Êtes-vous bilingue, mais en fait c’est quoi le bilinguisme ? 

PASCAL MILARD

Professeur de français à l’Alliance Française de La Haye

Il s’agit bien là d’une question aux réponses infinies et jamais arrêtées et tant mieux d’ailleurs !

 

Pensez-vous être bilingue en anglais ? À cette question bon nombre des Néerlandais et expatriés de La Haye répondront avec une certaine confiance que oui, leur anglais est acquis. Pourquoi en sont-ils sûrs ? Parce qu’ils utilisent cette langue quotidiennement dans un contexte professionnel avec fluidité sans avoir besoin de se poser trop de questions sur le choix des mots ou comment structurer leurs phrases. Si on leur pose la même question pour la langue française, le doute sera beaucoup plus fort. Cette langue serait donc plus difficile à apprendre que l’autre. On dira pour se rassurer qu’en effet, il y a plus de similitudes entre l’anglais et le néerlandais qu’entre le néerlandais et le français, ce qui n’est pas toujours vrai, d’ailleurs. Pour le vocabulaire, par exemple, le néerlandais compte des milliers de mots qui sont soit empruntés au français ou possèdent une influence latine. Prenez le suffixe «-es » féminin en néerlandais, comme dans le mot « lerares », celui-ci correspond au féminin français « -esse » du mot « maîtresse » et il y a bien d’autres exemples comme ça. Mais l’apprentissage et la maîtrise d’une langue ne passent pas uniquement par ces points communs du lexique. La syntaxe, la phonétique, la conjugaison et bien d’autres aspects sont aussi à prendre en considération et dans ces cas-là, on peut constater beaucoup de différences entre nos deux langues. 

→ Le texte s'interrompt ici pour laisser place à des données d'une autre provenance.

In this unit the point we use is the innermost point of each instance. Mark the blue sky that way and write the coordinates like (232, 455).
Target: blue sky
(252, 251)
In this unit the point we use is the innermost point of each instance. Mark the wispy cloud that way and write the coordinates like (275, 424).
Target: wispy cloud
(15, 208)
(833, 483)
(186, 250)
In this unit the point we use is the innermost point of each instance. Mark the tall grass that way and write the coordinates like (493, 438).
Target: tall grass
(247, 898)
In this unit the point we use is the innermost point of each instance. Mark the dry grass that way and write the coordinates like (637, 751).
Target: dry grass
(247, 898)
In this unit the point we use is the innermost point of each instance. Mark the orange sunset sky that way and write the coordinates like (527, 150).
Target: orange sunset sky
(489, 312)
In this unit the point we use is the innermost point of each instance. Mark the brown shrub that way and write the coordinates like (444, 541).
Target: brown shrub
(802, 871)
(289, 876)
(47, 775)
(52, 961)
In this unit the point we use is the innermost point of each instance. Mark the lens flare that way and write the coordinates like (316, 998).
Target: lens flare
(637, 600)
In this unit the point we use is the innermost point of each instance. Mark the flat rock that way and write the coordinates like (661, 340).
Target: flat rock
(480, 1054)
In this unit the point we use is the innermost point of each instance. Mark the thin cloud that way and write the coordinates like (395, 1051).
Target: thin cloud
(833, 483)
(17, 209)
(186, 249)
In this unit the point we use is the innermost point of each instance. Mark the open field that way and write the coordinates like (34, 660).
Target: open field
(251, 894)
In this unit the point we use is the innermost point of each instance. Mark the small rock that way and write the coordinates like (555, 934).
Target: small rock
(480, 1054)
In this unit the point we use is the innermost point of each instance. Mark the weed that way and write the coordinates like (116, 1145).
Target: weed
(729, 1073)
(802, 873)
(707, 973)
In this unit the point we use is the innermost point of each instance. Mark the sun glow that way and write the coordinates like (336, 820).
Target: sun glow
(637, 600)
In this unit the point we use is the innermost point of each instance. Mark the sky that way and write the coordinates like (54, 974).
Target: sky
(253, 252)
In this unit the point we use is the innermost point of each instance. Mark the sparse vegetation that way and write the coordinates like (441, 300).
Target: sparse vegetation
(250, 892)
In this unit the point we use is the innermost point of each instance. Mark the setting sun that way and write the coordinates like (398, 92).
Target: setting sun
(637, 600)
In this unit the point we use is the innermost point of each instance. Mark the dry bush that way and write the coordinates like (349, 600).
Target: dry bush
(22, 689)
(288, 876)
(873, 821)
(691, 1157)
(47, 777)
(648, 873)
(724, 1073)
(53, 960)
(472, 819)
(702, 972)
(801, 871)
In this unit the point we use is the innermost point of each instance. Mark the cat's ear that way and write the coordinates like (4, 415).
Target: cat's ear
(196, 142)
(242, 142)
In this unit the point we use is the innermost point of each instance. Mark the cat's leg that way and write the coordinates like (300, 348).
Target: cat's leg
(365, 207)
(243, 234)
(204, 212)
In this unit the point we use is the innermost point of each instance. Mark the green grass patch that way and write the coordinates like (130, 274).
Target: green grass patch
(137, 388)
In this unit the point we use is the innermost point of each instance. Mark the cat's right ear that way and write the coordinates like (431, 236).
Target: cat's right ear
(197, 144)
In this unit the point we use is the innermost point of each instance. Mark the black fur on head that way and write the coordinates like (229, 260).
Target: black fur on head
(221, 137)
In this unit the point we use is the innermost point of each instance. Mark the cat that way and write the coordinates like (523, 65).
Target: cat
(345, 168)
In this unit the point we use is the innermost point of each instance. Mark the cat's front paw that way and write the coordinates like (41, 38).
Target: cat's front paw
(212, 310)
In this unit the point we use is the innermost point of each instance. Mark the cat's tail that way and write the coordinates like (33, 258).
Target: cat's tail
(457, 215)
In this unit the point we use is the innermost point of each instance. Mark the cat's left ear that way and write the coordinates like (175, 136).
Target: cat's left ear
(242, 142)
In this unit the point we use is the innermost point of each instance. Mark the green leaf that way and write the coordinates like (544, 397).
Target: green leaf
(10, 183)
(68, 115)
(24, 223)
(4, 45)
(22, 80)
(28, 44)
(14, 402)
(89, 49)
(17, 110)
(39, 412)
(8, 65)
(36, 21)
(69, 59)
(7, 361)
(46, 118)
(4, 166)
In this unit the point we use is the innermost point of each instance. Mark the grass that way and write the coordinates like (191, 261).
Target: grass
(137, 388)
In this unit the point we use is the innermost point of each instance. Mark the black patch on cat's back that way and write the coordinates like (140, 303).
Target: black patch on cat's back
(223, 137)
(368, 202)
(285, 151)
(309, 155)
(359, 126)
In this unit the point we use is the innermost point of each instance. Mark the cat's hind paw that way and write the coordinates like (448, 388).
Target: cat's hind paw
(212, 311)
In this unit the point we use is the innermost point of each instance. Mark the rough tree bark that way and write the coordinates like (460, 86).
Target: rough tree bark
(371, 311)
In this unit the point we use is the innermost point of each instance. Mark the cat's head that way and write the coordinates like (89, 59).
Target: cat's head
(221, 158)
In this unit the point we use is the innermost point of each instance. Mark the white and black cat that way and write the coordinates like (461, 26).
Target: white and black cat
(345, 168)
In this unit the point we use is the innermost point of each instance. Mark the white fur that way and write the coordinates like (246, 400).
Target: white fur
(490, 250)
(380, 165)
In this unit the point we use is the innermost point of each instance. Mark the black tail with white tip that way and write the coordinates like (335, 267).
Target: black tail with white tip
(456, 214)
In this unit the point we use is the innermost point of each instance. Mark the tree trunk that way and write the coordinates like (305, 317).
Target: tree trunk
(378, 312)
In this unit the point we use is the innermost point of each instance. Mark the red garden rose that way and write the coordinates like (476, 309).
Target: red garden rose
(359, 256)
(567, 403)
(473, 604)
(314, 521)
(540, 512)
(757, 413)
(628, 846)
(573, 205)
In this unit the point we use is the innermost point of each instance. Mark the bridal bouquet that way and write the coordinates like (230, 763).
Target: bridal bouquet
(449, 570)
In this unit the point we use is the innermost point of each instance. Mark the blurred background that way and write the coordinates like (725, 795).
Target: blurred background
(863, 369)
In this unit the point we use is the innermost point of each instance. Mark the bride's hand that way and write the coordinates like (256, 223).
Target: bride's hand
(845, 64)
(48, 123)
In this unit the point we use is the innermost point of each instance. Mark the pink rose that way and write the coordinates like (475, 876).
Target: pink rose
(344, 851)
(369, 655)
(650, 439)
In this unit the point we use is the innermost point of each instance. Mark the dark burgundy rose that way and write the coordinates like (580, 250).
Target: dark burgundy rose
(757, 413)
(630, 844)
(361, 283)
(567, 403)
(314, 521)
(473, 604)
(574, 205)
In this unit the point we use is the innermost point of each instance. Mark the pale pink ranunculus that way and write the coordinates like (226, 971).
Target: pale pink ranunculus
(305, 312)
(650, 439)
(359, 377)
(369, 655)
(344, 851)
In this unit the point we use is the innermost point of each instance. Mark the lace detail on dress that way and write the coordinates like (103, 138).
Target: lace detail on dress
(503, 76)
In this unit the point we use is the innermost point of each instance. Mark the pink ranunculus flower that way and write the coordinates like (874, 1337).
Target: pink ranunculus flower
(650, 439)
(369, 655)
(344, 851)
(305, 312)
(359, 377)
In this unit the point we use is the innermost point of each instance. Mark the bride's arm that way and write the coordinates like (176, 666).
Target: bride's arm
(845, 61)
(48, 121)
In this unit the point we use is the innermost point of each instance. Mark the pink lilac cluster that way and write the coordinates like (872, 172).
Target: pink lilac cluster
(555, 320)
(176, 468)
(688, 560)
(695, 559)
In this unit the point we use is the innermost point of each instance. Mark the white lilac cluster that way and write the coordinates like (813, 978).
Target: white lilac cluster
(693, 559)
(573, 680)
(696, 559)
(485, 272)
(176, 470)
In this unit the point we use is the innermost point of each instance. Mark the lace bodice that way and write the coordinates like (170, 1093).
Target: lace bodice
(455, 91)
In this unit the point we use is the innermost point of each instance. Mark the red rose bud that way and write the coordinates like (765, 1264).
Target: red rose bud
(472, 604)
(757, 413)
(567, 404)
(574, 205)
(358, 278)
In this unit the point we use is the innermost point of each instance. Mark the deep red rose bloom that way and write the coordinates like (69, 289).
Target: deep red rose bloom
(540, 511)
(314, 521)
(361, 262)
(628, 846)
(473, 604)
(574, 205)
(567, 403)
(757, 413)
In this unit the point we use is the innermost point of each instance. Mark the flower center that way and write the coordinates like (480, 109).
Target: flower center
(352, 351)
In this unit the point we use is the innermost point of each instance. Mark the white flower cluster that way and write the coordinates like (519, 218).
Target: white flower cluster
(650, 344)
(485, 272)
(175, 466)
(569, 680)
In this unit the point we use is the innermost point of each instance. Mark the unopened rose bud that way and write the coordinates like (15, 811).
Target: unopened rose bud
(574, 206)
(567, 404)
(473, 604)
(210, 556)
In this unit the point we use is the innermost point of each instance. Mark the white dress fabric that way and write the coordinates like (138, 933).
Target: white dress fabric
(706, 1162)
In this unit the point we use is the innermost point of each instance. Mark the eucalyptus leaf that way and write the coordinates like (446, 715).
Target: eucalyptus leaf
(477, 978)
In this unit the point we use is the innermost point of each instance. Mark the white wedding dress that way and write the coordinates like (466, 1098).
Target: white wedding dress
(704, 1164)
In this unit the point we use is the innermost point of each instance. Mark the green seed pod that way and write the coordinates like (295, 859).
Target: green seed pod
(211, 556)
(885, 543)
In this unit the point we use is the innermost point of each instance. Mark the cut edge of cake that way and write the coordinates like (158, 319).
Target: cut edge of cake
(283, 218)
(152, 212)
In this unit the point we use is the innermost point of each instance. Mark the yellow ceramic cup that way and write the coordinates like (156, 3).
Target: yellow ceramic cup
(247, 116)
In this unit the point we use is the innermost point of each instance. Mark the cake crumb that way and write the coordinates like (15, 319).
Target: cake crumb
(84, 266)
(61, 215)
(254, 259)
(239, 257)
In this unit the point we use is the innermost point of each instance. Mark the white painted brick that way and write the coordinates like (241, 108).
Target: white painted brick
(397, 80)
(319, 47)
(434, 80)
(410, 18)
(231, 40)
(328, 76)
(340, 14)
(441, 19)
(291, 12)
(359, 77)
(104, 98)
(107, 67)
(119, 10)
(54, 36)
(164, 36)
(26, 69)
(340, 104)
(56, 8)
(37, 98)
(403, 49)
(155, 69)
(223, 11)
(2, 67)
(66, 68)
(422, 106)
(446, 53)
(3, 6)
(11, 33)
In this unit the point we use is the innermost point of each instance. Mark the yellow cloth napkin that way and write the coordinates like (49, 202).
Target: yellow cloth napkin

Est-ce que la révélation du bilinguisme ne peut que subsister dans la pratique quotidienne d’une langue étrangère qui finirait par devenir familière ? Il est certain que la majorité des habitants de La Haye sont bien plus souvent confrontés à la langue anglaise qu’au français. Une forme solide de bilinguisme réside fondamentalement dans la pratique courante et naturelle des deux langues qui seraient interchangeables et adaptables en fonction des contextes.

Voici des mots-clés pour tenter de définir au plus près ce qu’est le bilinguisme : « expression fluide et naturelle », « confiance en soi pour s’exprimer dans diverses situations », « adaptabilité et maîtrise du contexte culturel. »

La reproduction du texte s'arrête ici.